Treatment Opposition
Disagreement with mainstream psychiatry was often accompanied by a stated concern for patient welfare. “Anti-psychiatry” individuals and groups were critical of treatments they considered harmful or abusive. One notable target was electroconvulsive therapy (ECT). First invented in Italy in the 1930s, ECT involves using electricity to produce seizures in the brain, thereby alleviating mental illness. By the 1960s, popular depictions of ECT portrayed the treatment as frightening and as a means of exerting social control over patients. For those with “anti-psychiatry” perspectives, ECT was frequently seen as deplorable and invasive. Those with radical “anti-psychiatry” views rejected the notion of mental illness altogether, while more moderate perspectives accepted mental illness, but preferred talk therapy approaches over physical treatments (Sadowsky, 2017).

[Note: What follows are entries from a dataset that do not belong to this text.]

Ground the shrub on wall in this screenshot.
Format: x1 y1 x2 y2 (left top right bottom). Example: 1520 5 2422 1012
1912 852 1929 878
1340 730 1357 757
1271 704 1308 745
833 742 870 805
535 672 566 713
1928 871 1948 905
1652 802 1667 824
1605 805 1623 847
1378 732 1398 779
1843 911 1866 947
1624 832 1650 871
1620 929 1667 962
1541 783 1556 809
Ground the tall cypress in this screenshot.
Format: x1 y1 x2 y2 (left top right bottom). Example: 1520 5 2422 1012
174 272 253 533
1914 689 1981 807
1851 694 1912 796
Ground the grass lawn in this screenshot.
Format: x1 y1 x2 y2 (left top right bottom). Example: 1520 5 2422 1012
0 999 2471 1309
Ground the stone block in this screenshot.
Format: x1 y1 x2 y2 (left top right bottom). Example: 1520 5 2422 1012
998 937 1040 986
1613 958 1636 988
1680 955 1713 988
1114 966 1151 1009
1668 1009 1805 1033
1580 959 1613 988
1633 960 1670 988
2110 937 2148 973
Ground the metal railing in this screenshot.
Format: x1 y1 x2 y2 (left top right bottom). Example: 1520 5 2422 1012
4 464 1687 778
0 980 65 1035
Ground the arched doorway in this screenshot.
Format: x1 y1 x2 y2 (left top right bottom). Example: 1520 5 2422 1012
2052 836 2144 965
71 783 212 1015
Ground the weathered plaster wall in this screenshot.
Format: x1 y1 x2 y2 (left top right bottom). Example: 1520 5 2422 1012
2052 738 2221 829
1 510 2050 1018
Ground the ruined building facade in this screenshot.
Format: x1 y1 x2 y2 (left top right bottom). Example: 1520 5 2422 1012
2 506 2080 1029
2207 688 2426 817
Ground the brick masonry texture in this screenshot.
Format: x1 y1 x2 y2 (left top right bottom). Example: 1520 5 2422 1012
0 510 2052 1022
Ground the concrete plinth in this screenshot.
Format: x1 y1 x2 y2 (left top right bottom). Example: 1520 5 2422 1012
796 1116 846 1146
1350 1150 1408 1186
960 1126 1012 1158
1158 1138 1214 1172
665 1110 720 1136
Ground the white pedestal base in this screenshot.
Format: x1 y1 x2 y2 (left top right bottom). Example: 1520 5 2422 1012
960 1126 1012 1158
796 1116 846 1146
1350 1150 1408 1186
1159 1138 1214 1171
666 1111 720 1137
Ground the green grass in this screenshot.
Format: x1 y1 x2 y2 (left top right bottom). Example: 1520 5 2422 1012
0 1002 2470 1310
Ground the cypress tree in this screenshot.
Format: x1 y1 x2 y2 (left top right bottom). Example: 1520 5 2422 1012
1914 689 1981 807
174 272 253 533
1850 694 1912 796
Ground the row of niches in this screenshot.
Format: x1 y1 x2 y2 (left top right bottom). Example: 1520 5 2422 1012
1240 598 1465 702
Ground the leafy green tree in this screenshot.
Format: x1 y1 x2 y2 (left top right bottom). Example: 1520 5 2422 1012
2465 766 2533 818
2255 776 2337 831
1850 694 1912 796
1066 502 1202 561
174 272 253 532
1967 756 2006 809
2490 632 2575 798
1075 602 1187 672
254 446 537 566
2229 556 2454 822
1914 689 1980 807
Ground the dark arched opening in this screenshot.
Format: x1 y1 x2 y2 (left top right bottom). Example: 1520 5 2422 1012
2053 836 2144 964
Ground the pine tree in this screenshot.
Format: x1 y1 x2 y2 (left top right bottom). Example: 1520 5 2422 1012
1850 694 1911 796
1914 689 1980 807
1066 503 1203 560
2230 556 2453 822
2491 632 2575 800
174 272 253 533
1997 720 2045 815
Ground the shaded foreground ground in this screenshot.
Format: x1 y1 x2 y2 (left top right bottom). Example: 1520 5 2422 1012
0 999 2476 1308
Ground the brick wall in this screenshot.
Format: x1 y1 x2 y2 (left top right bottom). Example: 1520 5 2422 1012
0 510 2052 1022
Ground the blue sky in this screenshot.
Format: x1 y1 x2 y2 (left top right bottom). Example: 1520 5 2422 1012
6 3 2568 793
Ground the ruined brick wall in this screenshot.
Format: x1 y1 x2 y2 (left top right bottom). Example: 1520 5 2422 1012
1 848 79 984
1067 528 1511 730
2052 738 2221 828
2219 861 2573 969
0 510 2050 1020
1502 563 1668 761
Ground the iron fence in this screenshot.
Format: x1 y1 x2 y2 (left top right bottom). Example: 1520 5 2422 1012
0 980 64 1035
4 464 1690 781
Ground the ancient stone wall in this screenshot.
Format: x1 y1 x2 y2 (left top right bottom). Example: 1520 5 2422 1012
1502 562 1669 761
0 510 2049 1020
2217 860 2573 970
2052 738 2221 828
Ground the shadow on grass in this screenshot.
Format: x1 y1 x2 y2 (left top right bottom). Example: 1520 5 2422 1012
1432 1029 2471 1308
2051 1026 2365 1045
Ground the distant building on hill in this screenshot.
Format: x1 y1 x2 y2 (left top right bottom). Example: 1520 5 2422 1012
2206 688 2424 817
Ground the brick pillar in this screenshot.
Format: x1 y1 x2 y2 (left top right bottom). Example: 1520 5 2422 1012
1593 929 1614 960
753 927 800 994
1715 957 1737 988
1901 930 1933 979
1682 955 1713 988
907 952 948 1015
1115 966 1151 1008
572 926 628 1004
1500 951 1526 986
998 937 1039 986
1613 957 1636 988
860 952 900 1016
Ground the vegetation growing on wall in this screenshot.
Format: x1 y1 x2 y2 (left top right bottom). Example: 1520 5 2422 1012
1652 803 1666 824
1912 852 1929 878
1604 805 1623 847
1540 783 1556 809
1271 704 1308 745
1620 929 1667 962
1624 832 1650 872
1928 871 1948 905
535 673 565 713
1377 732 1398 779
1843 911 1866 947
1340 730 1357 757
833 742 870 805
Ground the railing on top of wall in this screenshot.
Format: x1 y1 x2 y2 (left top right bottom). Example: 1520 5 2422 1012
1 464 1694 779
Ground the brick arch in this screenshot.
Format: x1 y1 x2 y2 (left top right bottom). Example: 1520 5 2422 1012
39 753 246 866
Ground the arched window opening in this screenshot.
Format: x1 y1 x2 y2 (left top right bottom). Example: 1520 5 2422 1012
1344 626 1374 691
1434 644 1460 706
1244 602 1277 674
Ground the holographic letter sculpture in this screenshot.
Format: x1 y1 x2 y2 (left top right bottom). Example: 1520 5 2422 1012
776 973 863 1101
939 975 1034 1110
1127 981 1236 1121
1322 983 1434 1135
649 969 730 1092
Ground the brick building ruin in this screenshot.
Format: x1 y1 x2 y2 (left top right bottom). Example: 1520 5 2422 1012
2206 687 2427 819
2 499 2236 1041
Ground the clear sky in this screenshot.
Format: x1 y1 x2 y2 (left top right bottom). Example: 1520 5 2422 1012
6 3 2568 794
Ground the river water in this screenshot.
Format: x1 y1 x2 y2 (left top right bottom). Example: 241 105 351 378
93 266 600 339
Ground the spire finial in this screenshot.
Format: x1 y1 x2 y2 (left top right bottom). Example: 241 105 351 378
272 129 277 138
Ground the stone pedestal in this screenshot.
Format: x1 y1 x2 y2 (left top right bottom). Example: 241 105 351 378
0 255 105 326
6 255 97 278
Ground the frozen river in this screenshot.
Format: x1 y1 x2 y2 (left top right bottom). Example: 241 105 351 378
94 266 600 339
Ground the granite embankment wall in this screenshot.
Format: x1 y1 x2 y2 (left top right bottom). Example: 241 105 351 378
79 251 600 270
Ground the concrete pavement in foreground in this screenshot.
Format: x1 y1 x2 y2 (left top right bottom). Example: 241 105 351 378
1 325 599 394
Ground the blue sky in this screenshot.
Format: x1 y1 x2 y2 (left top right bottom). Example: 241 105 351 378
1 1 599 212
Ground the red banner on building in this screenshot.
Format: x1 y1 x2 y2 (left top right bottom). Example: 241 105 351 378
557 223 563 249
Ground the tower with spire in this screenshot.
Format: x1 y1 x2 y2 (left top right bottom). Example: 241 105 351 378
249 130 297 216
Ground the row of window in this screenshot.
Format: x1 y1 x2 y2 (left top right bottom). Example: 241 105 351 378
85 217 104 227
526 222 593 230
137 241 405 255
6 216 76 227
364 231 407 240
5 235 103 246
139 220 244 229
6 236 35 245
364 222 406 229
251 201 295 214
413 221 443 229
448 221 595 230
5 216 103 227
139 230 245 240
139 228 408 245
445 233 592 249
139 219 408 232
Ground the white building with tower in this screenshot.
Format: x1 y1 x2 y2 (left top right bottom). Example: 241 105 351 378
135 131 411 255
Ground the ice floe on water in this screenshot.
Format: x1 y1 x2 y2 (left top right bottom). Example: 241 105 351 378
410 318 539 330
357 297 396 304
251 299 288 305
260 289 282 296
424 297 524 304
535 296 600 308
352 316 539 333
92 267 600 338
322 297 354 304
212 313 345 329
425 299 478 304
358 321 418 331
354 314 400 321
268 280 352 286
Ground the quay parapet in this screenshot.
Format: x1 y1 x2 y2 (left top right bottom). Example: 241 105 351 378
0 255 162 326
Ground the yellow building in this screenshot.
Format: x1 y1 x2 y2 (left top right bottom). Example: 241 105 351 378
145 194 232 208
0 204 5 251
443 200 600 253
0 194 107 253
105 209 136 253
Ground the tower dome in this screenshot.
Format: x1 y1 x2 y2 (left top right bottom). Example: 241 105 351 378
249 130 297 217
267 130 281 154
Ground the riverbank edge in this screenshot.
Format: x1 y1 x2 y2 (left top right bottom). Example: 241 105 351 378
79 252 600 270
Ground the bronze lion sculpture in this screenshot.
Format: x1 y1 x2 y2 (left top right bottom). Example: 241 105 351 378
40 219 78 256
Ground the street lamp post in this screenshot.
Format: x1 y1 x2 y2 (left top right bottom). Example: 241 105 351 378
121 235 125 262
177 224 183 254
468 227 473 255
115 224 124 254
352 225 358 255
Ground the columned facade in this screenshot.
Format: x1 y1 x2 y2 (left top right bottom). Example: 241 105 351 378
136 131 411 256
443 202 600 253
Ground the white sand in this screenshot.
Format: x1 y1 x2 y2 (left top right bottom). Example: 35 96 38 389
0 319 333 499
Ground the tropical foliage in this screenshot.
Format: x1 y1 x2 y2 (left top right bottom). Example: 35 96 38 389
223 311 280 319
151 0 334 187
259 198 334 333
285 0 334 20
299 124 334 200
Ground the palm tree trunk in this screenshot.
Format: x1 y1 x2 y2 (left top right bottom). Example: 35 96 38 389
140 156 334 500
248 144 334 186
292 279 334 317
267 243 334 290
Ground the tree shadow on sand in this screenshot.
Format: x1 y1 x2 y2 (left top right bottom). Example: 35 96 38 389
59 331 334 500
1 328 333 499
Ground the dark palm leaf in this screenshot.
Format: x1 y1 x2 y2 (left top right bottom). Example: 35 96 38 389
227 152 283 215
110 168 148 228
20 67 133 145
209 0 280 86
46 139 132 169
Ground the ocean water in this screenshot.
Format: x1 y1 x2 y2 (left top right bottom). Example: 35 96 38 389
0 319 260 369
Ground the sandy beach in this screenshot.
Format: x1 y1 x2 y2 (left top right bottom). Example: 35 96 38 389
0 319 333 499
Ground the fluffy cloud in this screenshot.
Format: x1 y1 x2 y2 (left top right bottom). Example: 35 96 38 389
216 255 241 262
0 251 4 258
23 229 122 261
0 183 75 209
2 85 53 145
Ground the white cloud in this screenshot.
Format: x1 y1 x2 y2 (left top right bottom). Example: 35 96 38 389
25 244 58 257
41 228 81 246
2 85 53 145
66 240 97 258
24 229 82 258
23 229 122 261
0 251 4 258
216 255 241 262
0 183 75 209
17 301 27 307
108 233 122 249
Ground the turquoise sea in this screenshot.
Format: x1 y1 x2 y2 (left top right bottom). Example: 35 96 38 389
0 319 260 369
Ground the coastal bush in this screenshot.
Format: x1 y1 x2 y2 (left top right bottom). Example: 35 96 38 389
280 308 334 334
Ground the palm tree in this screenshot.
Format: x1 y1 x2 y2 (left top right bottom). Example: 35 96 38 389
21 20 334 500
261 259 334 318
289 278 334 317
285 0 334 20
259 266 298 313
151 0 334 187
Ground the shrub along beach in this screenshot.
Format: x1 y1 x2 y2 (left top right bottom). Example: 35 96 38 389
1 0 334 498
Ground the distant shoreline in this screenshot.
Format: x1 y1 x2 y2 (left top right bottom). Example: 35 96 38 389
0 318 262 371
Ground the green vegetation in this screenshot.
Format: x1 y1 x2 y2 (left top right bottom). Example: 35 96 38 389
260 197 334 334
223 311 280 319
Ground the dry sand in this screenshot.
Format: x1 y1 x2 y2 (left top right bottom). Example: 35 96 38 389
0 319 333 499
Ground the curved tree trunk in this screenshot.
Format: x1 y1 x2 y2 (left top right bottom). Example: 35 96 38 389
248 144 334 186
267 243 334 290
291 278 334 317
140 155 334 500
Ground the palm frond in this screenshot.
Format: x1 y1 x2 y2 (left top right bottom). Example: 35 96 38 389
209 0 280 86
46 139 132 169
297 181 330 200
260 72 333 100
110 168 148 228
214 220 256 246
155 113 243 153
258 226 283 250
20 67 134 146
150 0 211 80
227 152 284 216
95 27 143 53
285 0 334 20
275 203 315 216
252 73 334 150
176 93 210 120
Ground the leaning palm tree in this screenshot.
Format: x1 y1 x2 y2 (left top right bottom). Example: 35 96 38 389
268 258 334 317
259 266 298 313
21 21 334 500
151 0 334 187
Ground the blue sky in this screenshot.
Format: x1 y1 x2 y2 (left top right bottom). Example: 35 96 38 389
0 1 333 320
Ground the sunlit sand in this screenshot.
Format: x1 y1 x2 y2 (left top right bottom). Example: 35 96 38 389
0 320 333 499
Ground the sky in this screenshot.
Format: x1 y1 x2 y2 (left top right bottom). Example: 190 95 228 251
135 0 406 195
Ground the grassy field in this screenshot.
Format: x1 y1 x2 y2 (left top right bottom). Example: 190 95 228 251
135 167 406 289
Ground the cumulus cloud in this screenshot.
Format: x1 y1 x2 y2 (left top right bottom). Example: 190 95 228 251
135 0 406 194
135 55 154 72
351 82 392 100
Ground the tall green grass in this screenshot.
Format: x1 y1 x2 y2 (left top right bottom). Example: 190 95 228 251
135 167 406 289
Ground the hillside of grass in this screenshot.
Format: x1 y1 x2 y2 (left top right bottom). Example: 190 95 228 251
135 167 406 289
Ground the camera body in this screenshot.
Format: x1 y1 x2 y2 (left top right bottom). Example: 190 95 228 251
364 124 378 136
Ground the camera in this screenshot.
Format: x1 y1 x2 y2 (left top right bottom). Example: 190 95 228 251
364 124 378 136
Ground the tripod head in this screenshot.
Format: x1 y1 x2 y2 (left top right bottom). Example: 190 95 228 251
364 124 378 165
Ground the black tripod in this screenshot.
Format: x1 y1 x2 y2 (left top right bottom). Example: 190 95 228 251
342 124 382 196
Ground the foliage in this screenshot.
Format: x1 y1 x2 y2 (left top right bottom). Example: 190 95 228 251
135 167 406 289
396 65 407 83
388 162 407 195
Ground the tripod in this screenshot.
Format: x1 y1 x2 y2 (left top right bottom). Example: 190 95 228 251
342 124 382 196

Objection to involuntary commitment was also prevalent. Amongst others, Thomas Szasz was particularly vocal on this topic. Strongly opposed to collaborations between the state and psychiatry, he cautioned against forced hospitalization as a violation of civil liberties and called the practice a “crime against humanity” (1976). Such views were shared and amplified by “anti-psychiatry” organizations. In 1969 Szasz and the Church of Scientology founded the Citizens Commission on Human Rights (CCHR) with the intention of exposing abuses in the mental health care system.
The application of electric currents in medical treatments predates ECT. A technique developed in the 19th century, Faradism involved the use of a transformer to produce static electricity to treat patients. These illustrations are found in the Diethelm Library's copy of the "A Practical Treatise on the Medical and Surgical Uses of Electricity," a 1871 book by Americans George Miller Beard and Alphonso David Rockwell. Beard and Rockwell were both practitioners of electro-therapeutics.